YYY-MM-DDTHH:MM:SS.569Z| vcpu-0| I125: DISK: OPEN scs10:0 '/vmfs/volumes/*****************-****-*************/VM_deploy/VM_deploy-000001.vmdk' persistent R[]
YYY-MM-DDTHH:MM:SS.627Z| vcpu-0| I125: DISKLIB-VMFS : "/vmfs/volumes/*****************-****-*************/VM_deploy/VM_deploy-000001-sesparse. vmdk" : open successful (10) size = 25165824, hd = 6728759. Type 19
YYY-MM-DDTHH:MM:SS.627Z| vcpu-0| I125: DISKLIB-DSCPTR: Opened [0]: "VM_deploy-000001-sesparse. vmdk" (Oxa)
YYY-MM-DDTHH:MM:SS.628Z| vcpu-0| I125: DISKLIB-LINK : Opened '/vmfs/volumes/*****************-****-*************/VM_deploy/VM deploy-000001. vmdk' (Oxa) : seSparse, 10485760 sectors / 5 GB.
YYY-MM-DDTHH:MM:SS.658Z| vcpu-0| I125: DISKLIB-VMFS : "/vmfs/volumes/*****************-****-*************/VM_deploy/VM_deploy-flat.vmdk" : open successful (14) size - 5368709120, hd = 4672568. Type 3
YYY-MM-DDTHH:MM:SS.658Z| vcpu-0| I125: DISKLIB-DSCPTR: Opened [0]: "VM_deploy-flat.vmdk" (0xe)
YYY-MM-DDTHH:MM:SS.658Z| vcpu-0| I125: DISKLIB-LINK : Opened '/vmfs/volumes/*****************-****-*************/VM_deploy/VM deploy.vmdk' (Oxe) : vmfs, 10485760 sectors / 5 GB.

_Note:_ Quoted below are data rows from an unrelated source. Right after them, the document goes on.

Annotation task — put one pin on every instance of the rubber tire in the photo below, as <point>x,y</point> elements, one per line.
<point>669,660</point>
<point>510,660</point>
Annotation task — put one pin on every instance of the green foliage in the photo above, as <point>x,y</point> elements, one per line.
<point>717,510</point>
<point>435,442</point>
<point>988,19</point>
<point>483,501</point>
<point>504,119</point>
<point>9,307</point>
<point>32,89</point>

YYY-MM-DDTHH:MM:SS.673Z| vcpu-0| I125: SnapshotVMXTakeSnapshotWork: Transition to mode 2.
YYY-MM-DDTHH:MM:SS.673Z| vcpu-0| I125: SnapshotVMXTakeSnapshotWork: Initiated lazy snapshot 'VM Snapshot 2%252f4%252f2021, 6:38:42 PM': 2
YYY-MM-DDTHH:MM:SS.542Z| worker-2151272| I125: MainMem: End lazy IO (524288 done, sync = 0, error = 0).
YYY-MM-DDTHH:MM:SS.554Z| vmx| I125: MainMem: Completed pending lazy checkpoint save (1).
YYY-MM-DDTHH:MM:SS.559Z| vmx| I125: SnapshotVMXTakeSnapshotWork: Transition to mode 1.
YYY-MM-DDTHH:MM:SS.559Z| vmx| I125: SnapshotVMXTakeSnapshotComplete: Done with snapshot 'VM Snapshot 2%252f4%252f2021, 6:38:42 PM': 2
YYY-MM-DDTHH:MM:SS.559Z| vmx| I125: VigorTransport_ServerSendResponse opID=kkif5tlx-9467-auto-7b0-h5: 70001354-20-c3-3c42 seq-801: Completed Snapshot request.


Note: The above example is only for reference, the time taken for the task in this example is on the basis of the  environment and resources. 

During the snapshot process, the virtual machine goes through the Fast Suspend Resume (FSR) process and the guest operating system is unresponsive. The time taken by a virtual machine in the FSR state is dependent on the amount of memory to be written to disk and the frequency at which its changing for such an operation, and the speed and responsiveness of the datastore's backing storage.

When the memory is completely written on the disk, the virtual machine resumes normal operation.